I turned to Justice, who was surprisingly silent, not a single superior comment in sight. “And you?”
His fingers fidgeted against his thigh for a moment before he spoke, “I could never be superior to you; you hold life.”
“Don’t worry, bud, that fascination will wear off the moment she starts using it against you,” Ellis warned.
I would never. Although – “This is true. See, I win.”
A force slammed into the back of the car, fishtailing it off the road, but Oak didn’t seem bothered. Tires screeching, he righted the vehicle, turning it left down the street. There was still not a single person on the road. In a city this large, I couldn’t figure out how it was possible. But maybe she learned from her sea creature that wiping memories was more challenging than keeping people away?
“We are going to have to agree to disagree.” Oak’s voice was strained as he stressed about the driving. His eyes were repeatedly looking behind him in the mirror. Truth time, I would never kick him out of my bed. But right now, when I was still feeling a little sensitive, I would never tell him that.
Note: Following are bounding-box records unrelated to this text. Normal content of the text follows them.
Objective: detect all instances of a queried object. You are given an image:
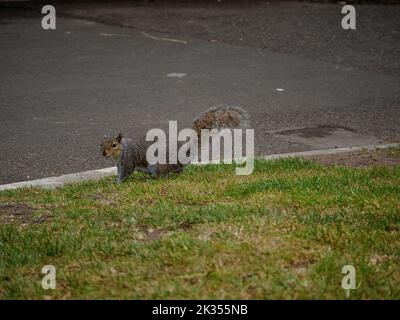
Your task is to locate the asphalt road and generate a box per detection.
[0,13,400,183]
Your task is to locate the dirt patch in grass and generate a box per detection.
[139,222,193,242]
[0,203,50,225]
[305,148,400,168]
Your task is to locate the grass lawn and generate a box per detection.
[0,159,400,299]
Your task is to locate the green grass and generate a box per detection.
[0,159,400,299]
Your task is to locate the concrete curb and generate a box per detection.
[262,143,400,160]
[0,143,400,191]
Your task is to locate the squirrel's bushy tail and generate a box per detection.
[193,106,249,136]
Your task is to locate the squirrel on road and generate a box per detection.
[100,106,248,182]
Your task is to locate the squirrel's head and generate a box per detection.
[100,134,122,159]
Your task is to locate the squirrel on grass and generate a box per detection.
[100,107,248,182]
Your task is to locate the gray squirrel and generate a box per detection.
[100,106,248,182]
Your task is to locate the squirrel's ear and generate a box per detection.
[116,133,122,143]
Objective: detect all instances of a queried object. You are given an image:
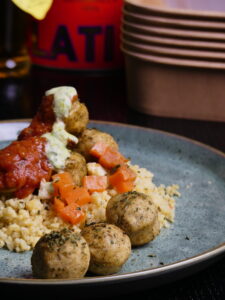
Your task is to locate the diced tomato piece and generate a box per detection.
[83,175,108,193]
[73,187,92,205]
[90,142,108,158]
[53,197,65,213]
[114,180,134,194]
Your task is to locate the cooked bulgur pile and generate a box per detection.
[0,164,179,252]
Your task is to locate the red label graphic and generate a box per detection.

We were a block from home, so damn close, and I prayed to the fates that Sterling had made it this close as well. The car jolted to the side as slime hit the ground and dissolved the pavement. My grip on my mates tightened; there was absolutely no way I predicted that.
“Was that-”
“Acidic, pavement, worm goo? Yup,” Ellis answered calmly, but I knew he wasn’t calm. I could tell by the pulsing of the vein in his neck, he was afraid.
“Worm goo was the least of my worries,” Oak grunted, tiny drops of sweat beginning to dribble down the side of his face. “It appears that fishtail, or maybe some of the goo, who the fuck knows, has made the breaks inoperable.”
“Meaning?” Justice asked.
“We will have to crash stop.”
“But-but.” I took a deep breath, trying to classify my fear. “I know you boys will live, and I’ll probably be fine. But a crash cannot be good for –”
He didn’t let me speak my fear. Speaking a fear brings it into existence. It gives it power. Life. “I know, Liberty. And I’m sorry. But I have no other choice.”
I knew this. I knew that if there were any way not to crash, any way to protect the baby and me, he most definitely would. He didn’t want this any more than I did. I looked ahead, seeing the fence line of our property, taking in the iron bars and cement barriers that James had erected to keep the outside world separate from his own.
Deep breaths. Don’t panic. The words looped inside my head, but I couldn’t even follow my instructions. I was panicking. I was afraid. I was – Lenin took my hand, the sheer size engulfing my own and giving me comfort. “We will protect you.”
I nodded because I had to believe they would at least try. “Aim for the bars.”
Oak’s eyes met mine in the mirror. “You sure?”
“The bars have a little more give than cement, plus they are rusting,” I confirmed.
“Aim for the bars,” he mumbled to himself.